An important IT issue for many organisations recently highlighted in Computer weekly is the large number of businesses who are still running an unsupported server.

Microsoft ended its support for its Windows 2003 server in July this year. What this essentially means is that patches will not be produced and distributed for any newly discovered vulnerability. This could make it much easier for hackers and cyber criminals to infiltrate networks running the Windows 2003 Server thus posing a potentially serious security risk.

You’re Not Alone

If you think you’re in the minority of organisations running this server however you can take some comfort from a recent Spiceworks survey which found that 6 out of 10 companies, large and small are also still running at least 1 Windows 2003 server. 

For many companies it’s simply a case of not having the time or the budget available yet to upgrade them, not knowing they’re running an unsupported system, or upgrading being one job that’s not as pressing as the many above it on the daily list of things to do in the business.

Planning Important

There have been many warnings over several years of the date that this OS was going to be unsupported from July this year but this makes little difference now if you are still using it. It is not as simple however as simply loading everything on to another system. If for example you are using the 2003 Server for critical applications you will need to plan and take time to make sure that you are able to migrate everything across to the right system for your organisation without causing major disruption to the business and its infrastructure.

What To Do

What you actually decide to do really depends upon the workloads that you are running, how exposed you believe you are to the risk, budgetary considerations, how much time you will need to tackle it and your own specific, individual complications and migration challenges. In short it depends on the specific circumstances of your company how you proceed. As a back of envelope guide though you may want to consider some or all of the following points:

Migration can take time so start doing the background work now. The longer you leave the problem the greater the cost will be for maintaining your existing system and upgrading, and the greater the security threat will become. 

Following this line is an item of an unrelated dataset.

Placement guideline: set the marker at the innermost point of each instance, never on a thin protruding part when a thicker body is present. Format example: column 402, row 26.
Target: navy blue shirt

If you are not sure what Server 2003 machines you have running or how many, you can use inventory discovery tools to confirm exactly what the current situation is. 

You can choose to pay for extended support from Microsoft to buy more time but this can be an expensive option. 

Some IT security companies offer services and software to isolate the Server 2003 systems for the open Internet and keep them running. 

Work closely with your IT Support Company to help you to decide what OS / Server to upgrade to e.g. Windows Server 2008, Server 2012 or the cloud. 

If you are already using Server 2008 as part of your infrastructure it may be best to migrate to this in the interest of having a unified platform. 

If you are starting from scratch moving to either Server 2008 or Server 2012 can be just as complicated so it may make more sense to move to the newer 2012 platform, plus this may have a longer shelf life (Support for Windows Server 2008 will end in 2020). 

Consider the benefits of moving to the cloud e.g. Microsoft Azure or Amazon Web Services for certain applications.